With the invasive lionfish catching on as a top choice for sustainable seafood, restaurants are paying cullers top dollar for lionfish fresh off the reef.
But still, some cullers are feeding their catch to marine predators like eels and sharks, and it’s changing those animals’ natural behavior for the worse.
Cayman 27’s Joe Avary spoke with one diver who said he’s lucky to have all his fingers intact after a close encounter with a moray eel.
“It happened so fast, it was in a blink of an eye he bit me,” said Cayman United Lionfish League founding member John Ferguson.
He described his close encounter with a moray eel during a lionfish hunt at dusk almost four years ago.
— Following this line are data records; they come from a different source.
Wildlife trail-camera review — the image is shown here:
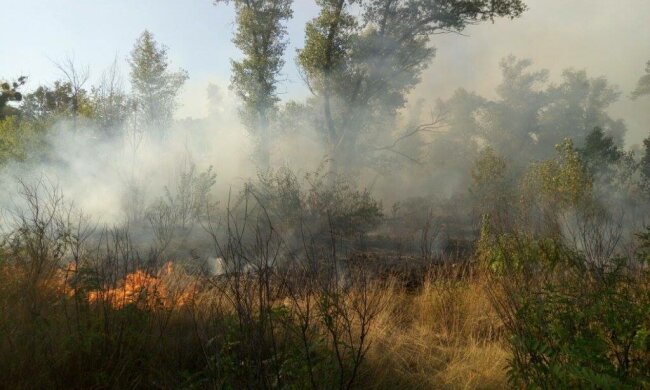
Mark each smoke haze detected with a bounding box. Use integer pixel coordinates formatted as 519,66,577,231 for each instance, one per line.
410,0,650,146
1,0,648,231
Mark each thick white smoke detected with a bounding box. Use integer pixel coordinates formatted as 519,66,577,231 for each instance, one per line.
0,84,252,225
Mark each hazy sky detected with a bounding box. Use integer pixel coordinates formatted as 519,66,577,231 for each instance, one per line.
1,0,649,144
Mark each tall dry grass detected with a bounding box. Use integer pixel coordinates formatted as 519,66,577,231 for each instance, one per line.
0,255,508,389
360,267,508,389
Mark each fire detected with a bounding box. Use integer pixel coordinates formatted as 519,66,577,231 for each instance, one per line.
1,259,199,310
85,262,197,310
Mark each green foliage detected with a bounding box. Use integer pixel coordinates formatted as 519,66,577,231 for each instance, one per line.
543,68,625,146
470,146,515,222
521,139,593,214
580,127,622,170
476,140,605,272
471,147,508,195
305,169,383,241
297,0,358,93
0,114,49,165
183,307,342,390
251,166,383,245
485,222,650,389
89,61,132,135
639,136,650,194
636,227,650,265
129,30,188,133
477,215,570,274
0,76,26,120
470,138,597,242
216,0,293,168
300,0,526,99
0,116,27,163
21,80,94,122
501,262,650,389
297,0,526,173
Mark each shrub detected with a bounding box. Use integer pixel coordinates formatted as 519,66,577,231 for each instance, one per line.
490,235,650,389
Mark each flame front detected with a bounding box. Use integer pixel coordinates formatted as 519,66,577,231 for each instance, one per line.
84,262,196,309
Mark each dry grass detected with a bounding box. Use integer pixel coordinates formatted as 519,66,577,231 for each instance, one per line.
0,255,509,389
360,270,508,389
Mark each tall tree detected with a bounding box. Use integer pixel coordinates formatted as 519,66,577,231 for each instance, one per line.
297,0,527,176
297,0,356,176
640,137,650,192
579,126,622,183
634,61,650,193
215,0,293,169
580,127,622,165
128,30,188,137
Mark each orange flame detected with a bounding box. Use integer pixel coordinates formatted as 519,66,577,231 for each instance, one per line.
85,262,196,309
1,260,198,310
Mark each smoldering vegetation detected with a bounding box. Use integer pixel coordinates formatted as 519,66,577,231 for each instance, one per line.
1,1,650,389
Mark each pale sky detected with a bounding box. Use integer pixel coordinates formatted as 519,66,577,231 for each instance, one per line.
1,0,649,144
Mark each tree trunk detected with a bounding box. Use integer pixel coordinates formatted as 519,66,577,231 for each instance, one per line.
257,110,271,171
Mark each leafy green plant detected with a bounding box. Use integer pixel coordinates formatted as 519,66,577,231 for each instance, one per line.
491,235,650,389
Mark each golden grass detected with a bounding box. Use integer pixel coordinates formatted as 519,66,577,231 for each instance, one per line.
0,259,509,389
361,272,508,389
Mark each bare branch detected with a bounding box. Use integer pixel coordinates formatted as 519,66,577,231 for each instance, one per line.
372,109,448,164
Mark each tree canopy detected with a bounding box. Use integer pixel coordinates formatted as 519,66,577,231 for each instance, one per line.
215,0,293,169
129,30,188,135
0,76,27,120
297,0,527,174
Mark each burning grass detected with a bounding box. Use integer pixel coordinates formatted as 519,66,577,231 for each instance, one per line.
85,262,198,309
0,256,506,389
0,179,509,389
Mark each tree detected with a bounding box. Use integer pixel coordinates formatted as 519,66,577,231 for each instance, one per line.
541,68,626,147
0,77,50,165
632,60,650,100
90,58,132,137
0,76,26,120
215,0,293,169
521,139,593,236
640,136,650,191
434,57,626,173
0,114,48,165
297,0,527,176
470,146,514,227
128,30,188,136
54,56,90,132
579,126,622,178
21,81,92,123
634,61,650,193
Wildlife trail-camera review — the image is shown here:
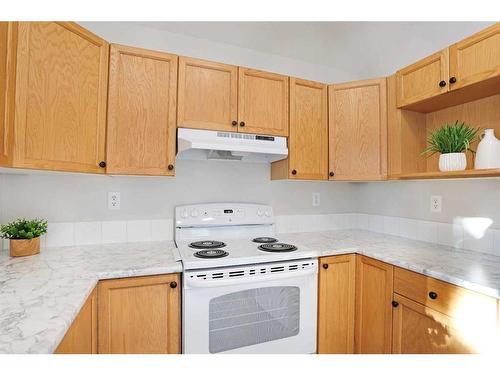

“My wife and I were swimming along about 80 feet of water, and I saw a really big lionfish in a little crack down below me,” he said. “As soon as I cocked the spear, the eel bit me in the hand.”
Blood poured from his hand as he started his ascent. He assessed the damage during his safety stop.
“As an automotive technician, as a profession, my fingers are very important and the first thing I did was I looked down and the cloudy water of blood to make sure I had all five fingers left, which I did,” he recounted.
It took more than two dozen stitches to sew his hand back together. Pictures show the severity of the wound.
“This one was wide open almost to the bone, this was split all the way down the side here from the teeth,” he said, holding up his once-injured hand.
Mr. Ferguson told Cayman 27 ocean predators like eels and sharks have learned to associate divers with a free lunch. Encounters like his, he says are increasingly common.
“People that are getting harassed by eels and myself getting bit by an eel, as a result of people feeding lionfish to eels,” said Mr. Ferguson, who pointed out that feeding marine life to other marine life in Cayman waters is against the law.
He said all cullers should carry a containment device and remove their catch from the sea.
“If you shoot a fish, you take the fish with you. Don’t leave it on the bottom, don’t feed it to a snapper, an eel, a shark, anything. Take it with you,” said Mr. Ferguson.
The Department of Environment has advised against the practice for years, but Mr. Ferguson said some dive professionals persist in feeding lionfish to wildlife to entertain guests and boost tip revenue.
“Whatever the reason it is that they’re doing it, it’s got to stop because people are going to get hurt doing this,” he said. “I got hurt.”
Mr. Ferguson said divers should exercise caution around marine wildlife. He said lionfish cullers should keep an extra eye out for marine predators, and always bring a containment device for the fish.